Wilshire Center
Barry Scharf’s lighthearted paintings and painted wood and paper constructions are disarmingly decorative, yet serious, investigations of painting. The colors are brightly appealing and the detached relief brushwork turned pattern is a clever design element; sort of a three-dimensional parody of a Mark Tobey network of lines. But the strong designer chic that emanates from the fan-folded paper constructions like “Blue Sticks” and “3 Purple Fans” masks much of work’s play with movement, space and mark behind an empty headed kind of designer trendiness. This work is smart but seems to prefer looking good.
Pieces like “Tag Your It” and “Pandora’s Box” seem to say that Scharf is toying with us, making paintings that deconstruct into their elements while referencing other painters. In these paintings he taunts us with the tight structural control of Jasper Johns’ brushwork, popped free from the painted surface, and removes the target to an ambiguous atmosphere of dotted line directions. “Rooftops” sees through Pop art’s graphic lettering to the structuring of space while “Shots Were Fired” takes pot shots at a lavender Jim Dine heart.
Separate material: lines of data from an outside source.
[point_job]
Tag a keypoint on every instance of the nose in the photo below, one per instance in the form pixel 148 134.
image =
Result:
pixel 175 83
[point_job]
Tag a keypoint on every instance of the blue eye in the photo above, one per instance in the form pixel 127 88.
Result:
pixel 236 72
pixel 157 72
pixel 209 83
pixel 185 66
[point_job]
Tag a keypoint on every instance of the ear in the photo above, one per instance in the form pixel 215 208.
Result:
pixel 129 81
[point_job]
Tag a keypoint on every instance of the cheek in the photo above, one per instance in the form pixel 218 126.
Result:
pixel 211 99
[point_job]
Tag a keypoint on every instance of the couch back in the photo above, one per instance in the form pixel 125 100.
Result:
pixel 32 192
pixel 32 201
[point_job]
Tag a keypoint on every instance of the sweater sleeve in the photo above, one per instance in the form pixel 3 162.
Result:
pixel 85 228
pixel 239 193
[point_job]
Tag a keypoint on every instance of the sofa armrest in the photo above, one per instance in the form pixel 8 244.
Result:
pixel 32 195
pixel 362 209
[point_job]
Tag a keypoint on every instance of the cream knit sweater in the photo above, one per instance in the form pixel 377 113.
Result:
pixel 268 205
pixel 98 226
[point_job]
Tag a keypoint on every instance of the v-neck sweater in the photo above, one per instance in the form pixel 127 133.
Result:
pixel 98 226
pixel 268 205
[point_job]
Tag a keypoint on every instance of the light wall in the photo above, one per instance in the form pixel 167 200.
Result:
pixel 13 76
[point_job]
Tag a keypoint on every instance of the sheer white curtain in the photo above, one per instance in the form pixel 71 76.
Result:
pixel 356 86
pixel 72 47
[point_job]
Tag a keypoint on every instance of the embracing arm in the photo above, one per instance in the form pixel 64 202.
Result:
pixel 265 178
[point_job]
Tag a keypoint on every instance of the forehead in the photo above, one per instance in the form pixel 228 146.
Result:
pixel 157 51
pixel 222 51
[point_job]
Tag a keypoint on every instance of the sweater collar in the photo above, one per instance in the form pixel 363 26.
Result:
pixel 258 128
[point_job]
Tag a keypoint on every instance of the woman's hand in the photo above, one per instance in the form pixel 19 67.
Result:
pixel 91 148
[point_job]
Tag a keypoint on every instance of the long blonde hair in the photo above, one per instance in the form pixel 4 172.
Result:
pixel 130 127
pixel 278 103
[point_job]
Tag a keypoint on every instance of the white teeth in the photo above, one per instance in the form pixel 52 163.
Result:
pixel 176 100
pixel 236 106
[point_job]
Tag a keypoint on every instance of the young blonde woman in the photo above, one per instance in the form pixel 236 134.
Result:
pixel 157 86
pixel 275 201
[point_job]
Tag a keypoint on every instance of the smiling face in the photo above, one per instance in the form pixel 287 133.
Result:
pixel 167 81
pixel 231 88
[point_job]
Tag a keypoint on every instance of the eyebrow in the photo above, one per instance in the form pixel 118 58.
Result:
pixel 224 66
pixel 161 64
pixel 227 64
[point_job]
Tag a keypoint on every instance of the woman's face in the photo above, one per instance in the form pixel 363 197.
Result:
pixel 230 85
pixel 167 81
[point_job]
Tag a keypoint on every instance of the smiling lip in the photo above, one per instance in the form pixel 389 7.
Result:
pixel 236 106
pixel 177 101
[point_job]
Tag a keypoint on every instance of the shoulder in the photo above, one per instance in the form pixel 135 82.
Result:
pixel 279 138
The number of points Scharf wants to make about painting and painters means that the paintings go a number of ways at once. Occasionally, as in the wiped out architecture of “City By Day” we get lost as to what the artist is trying to suggest besides the gee whiz effects of trompe l’oeil floating marks with painted shadows. This is a chancy line of inquiry where the visual play on surface and illusionism can take over so that trickery overwhelms content. (Ivey Gallery, 154 N. La Brea Ave., to Dec. 15.)